Many of the comments left at the Forced Cesarean story questioned the safety of LAC induction. Many people believe that is it excessively dangerous and that planned VBACs should never been induced or augmented. This is simply not true.

Spontaneous labor is always preferable to induced or augmented labor. But there are situations that can necessitate the immediate birth of a baby. If a vaginal delivery is still an option, then birthing parents should have a choice: induction/ augmentation or repeat cesarean.

Of course, reviewing the risks and benefits of available options, including doing nothing, is essential. Some might be more comfortable with a cesarean whereas others might want to give a slow Pitocin and/or Foley catheter induction a go.

ACOG’s stance on LAC induction

Let’s start with ACOG’s VBAC recommendations where they assert:

Induction of labor for maternal or fetal indications remains an option in women undergoing TOLAC … However, the potential increased risk of uterine rupture associated with any induction, and the potential decreased possibility of achieving VBAC, should be discussed… Misoprostol should not be used for third trimester cervical ripening or labor induction in patients who have had a cesarean delivery or major uterine surgery.

While LAC induction does carry additional risks, the birthing parent still has the right to choose induction. As with all medical decisions, the provider is there to advise the parent and make a recommendation. The parent takes that information and makes an informed decision. Then, ideally, the provider supports that informed decision.

As ACOG (2010) states:

Respect for patient autonomy supports the concept that patients should be allowed to accept increased levels of risk, however, patients should be clearly informed of such potential increase in risk and management alternatives.

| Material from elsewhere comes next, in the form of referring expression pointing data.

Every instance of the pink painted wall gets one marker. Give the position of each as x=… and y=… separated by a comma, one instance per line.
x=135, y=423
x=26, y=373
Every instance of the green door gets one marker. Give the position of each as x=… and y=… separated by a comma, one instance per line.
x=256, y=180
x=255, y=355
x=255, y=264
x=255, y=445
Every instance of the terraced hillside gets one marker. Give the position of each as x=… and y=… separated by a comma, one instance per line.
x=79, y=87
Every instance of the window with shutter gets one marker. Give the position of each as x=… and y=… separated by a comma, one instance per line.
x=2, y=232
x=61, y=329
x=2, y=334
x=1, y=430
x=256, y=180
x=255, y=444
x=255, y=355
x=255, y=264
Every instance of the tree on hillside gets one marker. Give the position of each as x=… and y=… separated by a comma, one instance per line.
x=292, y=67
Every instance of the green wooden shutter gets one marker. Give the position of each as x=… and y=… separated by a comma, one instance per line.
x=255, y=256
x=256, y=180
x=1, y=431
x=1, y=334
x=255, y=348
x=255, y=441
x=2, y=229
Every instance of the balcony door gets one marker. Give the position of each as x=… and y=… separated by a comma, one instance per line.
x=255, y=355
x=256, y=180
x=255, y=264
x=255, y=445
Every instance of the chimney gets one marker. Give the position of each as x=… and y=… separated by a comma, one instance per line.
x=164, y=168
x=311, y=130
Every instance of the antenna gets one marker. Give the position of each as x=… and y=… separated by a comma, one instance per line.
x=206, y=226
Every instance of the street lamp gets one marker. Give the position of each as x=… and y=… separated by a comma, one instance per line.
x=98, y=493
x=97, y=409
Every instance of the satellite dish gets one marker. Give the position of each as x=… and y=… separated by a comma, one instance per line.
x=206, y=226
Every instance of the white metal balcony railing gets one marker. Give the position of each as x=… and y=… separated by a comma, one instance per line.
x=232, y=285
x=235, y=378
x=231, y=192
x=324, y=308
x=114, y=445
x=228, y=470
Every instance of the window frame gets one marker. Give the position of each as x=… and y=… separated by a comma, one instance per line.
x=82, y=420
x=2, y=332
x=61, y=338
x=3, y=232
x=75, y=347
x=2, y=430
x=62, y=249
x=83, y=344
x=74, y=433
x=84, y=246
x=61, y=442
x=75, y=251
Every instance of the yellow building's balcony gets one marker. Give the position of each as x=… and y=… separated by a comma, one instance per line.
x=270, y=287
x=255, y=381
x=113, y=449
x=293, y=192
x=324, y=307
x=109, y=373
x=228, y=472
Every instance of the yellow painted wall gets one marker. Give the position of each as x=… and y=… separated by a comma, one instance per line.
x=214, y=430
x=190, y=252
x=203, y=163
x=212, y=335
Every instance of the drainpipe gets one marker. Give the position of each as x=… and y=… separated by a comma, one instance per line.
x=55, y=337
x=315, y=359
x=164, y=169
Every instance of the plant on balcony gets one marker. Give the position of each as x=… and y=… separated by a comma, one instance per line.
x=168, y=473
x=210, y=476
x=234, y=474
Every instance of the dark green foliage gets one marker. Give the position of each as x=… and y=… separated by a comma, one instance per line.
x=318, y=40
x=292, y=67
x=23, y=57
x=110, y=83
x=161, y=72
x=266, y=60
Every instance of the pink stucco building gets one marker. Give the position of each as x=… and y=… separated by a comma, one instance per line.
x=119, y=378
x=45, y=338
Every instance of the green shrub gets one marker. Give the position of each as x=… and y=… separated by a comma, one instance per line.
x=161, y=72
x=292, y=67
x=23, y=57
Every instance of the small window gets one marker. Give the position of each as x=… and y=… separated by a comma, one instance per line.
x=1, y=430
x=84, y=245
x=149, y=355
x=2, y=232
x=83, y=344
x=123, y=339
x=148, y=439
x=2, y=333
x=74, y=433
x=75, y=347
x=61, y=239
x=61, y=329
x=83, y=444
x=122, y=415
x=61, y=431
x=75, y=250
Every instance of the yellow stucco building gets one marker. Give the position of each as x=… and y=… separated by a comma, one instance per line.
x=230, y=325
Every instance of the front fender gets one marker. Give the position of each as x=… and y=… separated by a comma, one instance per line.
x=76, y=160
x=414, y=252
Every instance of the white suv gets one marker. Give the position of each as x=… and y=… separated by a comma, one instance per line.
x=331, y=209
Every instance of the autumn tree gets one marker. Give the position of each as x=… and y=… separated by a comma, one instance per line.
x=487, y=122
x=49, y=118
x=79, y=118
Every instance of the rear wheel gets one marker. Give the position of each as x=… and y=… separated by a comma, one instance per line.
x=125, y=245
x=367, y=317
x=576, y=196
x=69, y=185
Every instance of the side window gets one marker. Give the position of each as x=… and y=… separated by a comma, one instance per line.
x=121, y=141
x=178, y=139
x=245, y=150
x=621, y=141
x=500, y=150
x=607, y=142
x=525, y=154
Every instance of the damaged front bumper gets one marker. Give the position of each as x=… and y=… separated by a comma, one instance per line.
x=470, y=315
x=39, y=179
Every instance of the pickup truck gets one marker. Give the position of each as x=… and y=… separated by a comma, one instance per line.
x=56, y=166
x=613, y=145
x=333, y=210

Medical reasons for induction

There are many situations where induction can be an option.  ACOG’s recommendations on induction lists the following reasons:

  • Placental abruption (when the placenta detaches from the uterine wall)
  • Chorioamnionitis (infection)
  • Fetal demise
  • Gestational hypertension (high blood pressure)
  • Preeclampsia, eclampsia
  • Premature rupture of membranes (water breaks before labor begins)
  • Postterm pregnancy (which ACOG defines as after 42 weeks)
  • Maternal medical conditions (eg, diabetes, renal disease, chronic pulmonary disease, chronic hypertension, antiphospholipid syndrome)
  • Fetal compromise (eg, severe fetal growth restriction, isoimmunization, oligohydramnios)

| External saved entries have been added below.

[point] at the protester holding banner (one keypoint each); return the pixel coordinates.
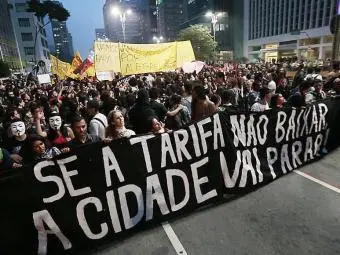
(238, 86)
(81, 135)
(116, 128)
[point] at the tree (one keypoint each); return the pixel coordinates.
(4, 69)
(47, 8)
(202, 41)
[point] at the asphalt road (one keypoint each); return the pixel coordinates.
(293, 215)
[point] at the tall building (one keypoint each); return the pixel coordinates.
(229, 35)
(172, 14)
(30, 35)
(8, 46)
(277, 29)
(101, 34)
(136, 22)
(62, 40)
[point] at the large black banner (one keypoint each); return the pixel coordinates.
(104, 191)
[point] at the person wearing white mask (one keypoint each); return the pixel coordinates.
(16, 142)
(58, 135)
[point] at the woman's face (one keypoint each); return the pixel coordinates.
(118, 120)
(280, 100)
(39, 147)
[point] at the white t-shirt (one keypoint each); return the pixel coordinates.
(98, 125)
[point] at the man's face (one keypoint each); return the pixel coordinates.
(91, 112)
(18, 128)
(80, 128)
(55, 122)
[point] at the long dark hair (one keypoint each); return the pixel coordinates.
(28, 147)
(111, 128)
(53, 134)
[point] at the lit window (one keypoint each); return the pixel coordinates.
(29, 51)
(24, 22)
(26, 37)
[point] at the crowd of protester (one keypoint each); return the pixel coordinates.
(41, 121)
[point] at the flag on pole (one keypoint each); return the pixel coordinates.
(86, 64)
(77, 61)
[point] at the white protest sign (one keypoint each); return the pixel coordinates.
(191, 67)
(105, 76)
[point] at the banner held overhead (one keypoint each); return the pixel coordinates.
(141, 58)
(100, 192)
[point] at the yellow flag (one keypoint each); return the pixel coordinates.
(77, 60)
(62, 69)
(141, 58)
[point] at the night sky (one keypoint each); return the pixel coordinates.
(86, 16)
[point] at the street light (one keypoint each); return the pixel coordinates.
(214, 19)
(158, 39)
(116, 11)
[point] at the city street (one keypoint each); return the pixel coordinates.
(297, 214)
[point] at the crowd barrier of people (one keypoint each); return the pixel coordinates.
(41, 121)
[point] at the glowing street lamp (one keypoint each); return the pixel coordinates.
(116, 11)
(214, 19)
(158, 39)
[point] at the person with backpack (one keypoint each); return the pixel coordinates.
(182, 118)
(98, 123)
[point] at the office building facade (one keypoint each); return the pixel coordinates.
(276, 29)
(137, 23)
(101, 34)
(172, 14)
(63, 42)
(30, 35)
(8, 46)
(229, 28)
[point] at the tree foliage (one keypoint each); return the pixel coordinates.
(4, 69)
(52, 9)
(202, 41)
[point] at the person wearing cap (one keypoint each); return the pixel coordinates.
(98, 123)
(140, 112)
(228, 96)
(262, 105)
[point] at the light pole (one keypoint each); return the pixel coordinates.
(122, 15)
(158, 39)
(214, 19)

Uterine rupture risk of induced LACs

The elevated risk of uterine rupture associated with LAC induction has been documented in several studies. Landon (2004) reported a 0.4% rate of uterine rupture among those laboring spontaneously after one prior low transverse cesarean. That increased 2.5 times for induced labors (1.0%) and 2.25 times for augmented labors (0.9%). This increased risk was highly significant (P<0.001).

Landon further broke out uterine rupture rates by induction method:

  • 1.4% with any prostaglandins (with or without oxytocin)
  • 0% with prostaglandins alone
  • 0.9% with no prostaglandins (includes mechanical dilation with a foley catheter with or without oxytocin), and
  • 1.1% with oxytocin alone.

Taking all labor types into consideration, Landon reported a 0.7% rate of uterine rupture among those laboring after a cesarean with an additional 0.7% experiencing a uterine dehiscence.

ACOG also referenced a 2001 study of over 20,000 LACs which reported the following uterine rupture rates:

  • 0.52% for spontaneous labor,
  • 0.77% for labor induced without prostaglandins, and
  • 2.24% for prostaglandin induced labor.

Final thoughts

While some argue that induction is overused in America, which is tied to unnecessary emergency cesareans, it’s important not to cloud inductions that fall outside of current guidelines versus medically indicated inductions.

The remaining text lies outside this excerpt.